Gideon looked over at him. “Because we’re not human. Not fully anyway. We have wolf counterparts within our bodies. For those of us who are born wolves, that connection is always there and always will be. We don’t start being able to shift. That comes when we are two or three, sometimes earlier, sometimes later, but we’re still wolves in human form. That’s what scares some of the humans who are against us. That and a few other things. But though we’re wolves, we also have human halves that give us the ability to reason and to live like we do. We try to find peace, and we had for a long time before the Unveiling. I hope we can find that peace again in my lifetime.”
Since wolves apparently lived for hundreds of years, that was quite a statement.
“With wolves who are changed, things are slightly different, but not forever.

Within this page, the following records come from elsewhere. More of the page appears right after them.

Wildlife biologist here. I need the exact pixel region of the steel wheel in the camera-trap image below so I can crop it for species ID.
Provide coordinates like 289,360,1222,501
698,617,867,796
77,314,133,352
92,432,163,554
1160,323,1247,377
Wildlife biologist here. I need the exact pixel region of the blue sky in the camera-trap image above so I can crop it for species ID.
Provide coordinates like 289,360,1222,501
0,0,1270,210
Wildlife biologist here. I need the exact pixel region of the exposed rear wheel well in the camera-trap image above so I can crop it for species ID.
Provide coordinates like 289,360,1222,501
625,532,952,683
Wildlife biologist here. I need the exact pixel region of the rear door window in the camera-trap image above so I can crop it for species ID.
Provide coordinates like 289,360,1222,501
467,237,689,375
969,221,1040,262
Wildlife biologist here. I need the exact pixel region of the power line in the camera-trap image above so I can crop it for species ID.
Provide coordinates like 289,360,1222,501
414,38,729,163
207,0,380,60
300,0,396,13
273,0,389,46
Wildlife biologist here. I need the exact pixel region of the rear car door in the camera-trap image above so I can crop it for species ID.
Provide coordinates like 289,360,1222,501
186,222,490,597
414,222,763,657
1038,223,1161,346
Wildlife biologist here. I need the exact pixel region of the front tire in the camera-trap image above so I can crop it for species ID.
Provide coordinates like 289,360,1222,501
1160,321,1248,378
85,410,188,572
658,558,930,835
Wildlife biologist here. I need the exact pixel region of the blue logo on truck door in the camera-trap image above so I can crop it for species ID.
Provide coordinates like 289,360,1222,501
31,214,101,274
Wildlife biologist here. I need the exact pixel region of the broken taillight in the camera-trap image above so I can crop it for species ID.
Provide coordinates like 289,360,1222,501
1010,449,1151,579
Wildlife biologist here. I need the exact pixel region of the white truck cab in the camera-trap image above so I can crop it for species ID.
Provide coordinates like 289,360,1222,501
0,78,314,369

They have to learn how to live with another…being within them. They need to control the wolf, to allow the moon goddess to tighten and strengthen the bonds. They need to believe. Not only do they now have the ability to shift into another form, they also have to fight the instincts they had as humans and learn to live in a new type of societal structure. There are submissive wolves, maternal ones, dominants, and those in the higher powers with gifts from the moon goddess and even more bonds to the Pack like my family. It takes time, and we are constantly evolving and changing as we learn and grow, but eventually, a Pack can lead to calm, to peace.”
Shane listened, learning, soaking in as much information as he could. “But I’m not either of those things.”